この机が一番よく使われたのは魔王さまへの返事を書くときだった。
体があまり丈夫ではなかったヴィーカと違って、すこぶる健康体であったわたしは外で遊ぶことのほうが多かったので、だから、その、本はあまり読んでこなかったのだ。
魔王城に行ってからのほうがよほど読んでいるくらいだ。魔王さまが勧めてくれた本はどれもおもしろいし、読む時間もたくさんとれているし。恵まれてるなあ、わたし。
「あ、ほら、ここからだと裏庭が見えるんだ。畑もちょっとだけ見えるの」
窓からはやはり変わりなく庭が見えた。
井戸端に薪割場所に、それから果樹と畑がちょこっと。オルフェオたちがばしりんから降ろしたらしき荷物を運んでいるのも見えた。

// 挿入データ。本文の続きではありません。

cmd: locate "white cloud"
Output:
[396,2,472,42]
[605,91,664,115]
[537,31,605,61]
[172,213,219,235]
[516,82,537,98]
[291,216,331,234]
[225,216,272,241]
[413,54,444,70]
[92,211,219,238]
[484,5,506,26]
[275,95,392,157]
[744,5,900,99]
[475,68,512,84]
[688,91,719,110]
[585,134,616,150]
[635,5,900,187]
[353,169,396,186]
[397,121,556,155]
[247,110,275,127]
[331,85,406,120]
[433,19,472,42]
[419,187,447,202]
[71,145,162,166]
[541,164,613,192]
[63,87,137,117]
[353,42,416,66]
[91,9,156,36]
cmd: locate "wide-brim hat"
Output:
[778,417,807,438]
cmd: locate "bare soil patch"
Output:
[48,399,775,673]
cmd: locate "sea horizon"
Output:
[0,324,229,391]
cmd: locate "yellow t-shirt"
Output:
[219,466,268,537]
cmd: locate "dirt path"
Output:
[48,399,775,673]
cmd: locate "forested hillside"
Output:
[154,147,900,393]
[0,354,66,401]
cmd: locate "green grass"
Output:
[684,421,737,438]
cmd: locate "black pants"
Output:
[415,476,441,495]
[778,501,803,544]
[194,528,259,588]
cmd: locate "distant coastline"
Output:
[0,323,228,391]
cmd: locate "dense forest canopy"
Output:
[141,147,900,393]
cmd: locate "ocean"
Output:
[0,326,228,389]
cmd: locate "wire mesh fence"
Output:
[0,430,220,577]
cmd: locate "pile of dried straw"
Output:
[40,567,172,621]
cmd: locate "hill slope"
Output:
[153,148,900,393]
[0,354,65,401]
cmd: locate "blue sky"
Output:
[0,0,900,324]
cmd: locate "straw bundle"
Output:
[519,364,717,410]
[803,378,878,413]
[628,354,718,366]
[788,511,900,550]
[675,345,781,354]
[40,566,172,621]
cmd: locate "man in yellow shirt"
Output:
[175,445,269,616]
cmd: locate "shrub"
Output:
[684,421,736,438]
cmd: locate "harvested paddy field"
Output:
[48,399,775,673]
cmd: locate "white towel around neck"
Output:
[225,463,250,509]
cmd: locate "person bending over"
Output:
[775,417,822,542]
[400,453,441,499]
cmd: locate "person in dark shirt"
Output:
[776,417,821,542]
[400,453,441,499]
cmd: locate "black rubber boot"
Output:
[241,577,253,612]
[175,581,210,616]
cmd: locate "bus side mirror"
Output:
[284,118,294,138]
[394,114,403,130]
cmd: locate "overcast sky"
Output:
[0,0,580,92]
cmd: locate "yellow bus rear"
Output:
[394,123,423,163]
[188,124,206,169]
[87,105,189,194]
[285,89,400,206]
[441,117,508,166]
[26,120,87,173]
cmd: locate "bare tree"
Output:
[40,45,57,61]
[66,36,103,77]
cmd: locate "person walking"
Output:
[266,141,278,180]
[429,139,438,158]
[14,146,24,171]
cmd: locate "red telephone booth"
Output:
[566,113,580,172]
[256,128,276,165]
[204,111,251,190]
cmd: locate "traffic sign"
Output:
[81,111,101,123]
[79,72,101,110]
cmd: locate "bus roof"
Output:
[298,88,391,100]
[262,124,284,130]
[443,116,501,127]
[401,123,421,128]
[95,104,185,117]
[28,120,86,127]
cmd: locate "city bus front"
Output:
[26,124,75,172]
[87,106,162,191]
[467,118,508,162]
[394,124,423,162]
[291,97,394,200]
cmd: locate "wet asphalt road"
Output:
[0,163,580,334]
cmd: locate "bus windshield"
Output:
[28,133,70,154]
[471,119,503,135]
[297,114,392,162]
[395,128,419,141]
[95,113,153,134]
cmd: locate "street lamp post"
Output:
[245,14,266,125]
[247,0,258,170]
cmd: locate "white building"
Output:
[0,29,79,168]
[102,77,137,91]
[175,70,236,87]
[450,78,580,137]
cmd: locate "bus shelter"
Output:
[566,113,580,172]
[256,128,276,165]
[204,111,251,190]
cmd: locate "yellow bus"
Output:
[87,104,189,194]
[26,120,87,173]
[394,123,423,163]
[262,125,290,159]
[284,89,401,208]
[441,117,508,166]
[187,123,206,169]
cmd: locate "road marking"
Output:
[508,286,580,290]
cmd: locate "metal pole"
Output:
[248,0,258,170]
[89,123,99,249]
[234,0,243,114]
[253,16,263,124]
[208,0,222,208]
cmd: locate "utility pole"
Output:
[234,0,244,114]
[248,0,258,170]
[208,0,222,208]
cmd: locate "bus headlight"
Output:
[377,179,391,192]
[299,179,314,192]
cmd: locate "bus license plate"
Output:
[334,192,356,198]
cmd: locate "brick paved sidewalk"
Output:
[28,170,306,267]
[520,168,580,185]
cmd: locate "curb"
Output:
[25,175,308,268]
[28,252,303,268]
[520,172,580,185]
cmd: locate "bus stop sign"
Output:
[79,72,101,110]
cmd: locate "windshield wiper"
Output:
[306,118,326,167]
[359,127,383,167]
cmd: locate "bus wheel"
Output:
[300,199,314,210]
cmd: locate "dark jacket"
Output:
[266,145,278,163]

わたしにとってなんの変哲もない景色だけれど、エルフィーは食い入るように見つめていた。ぴょこふわとゆれる触角をよけて頭をなでる。
「下に行って荷物を降ろすの手伝おうか。
ちょっと遅くなっちゃったけど、お茶もしたいし」
「はい! ……あ、ママ」
元気よく返事をしたエルフィーがきょとんと丸くした瞳でわたしを見上げた。
「ああ、お父さまが帰ってきたみたい」
ちょっとばかり厳めしい顔をしたお父さまが両腕に抱えた収穫物をなんとか片腕で持とうと悪戦苦闘しながら歩いて来ていた。
「お父さまが野菜を落としちゃうまえに急いで下に行こっか」
「はい!」
小走りで廊下を進みながらわたしは笑った。
お父さまはきっとわたしたちに手をふりたかったのだろうなあ。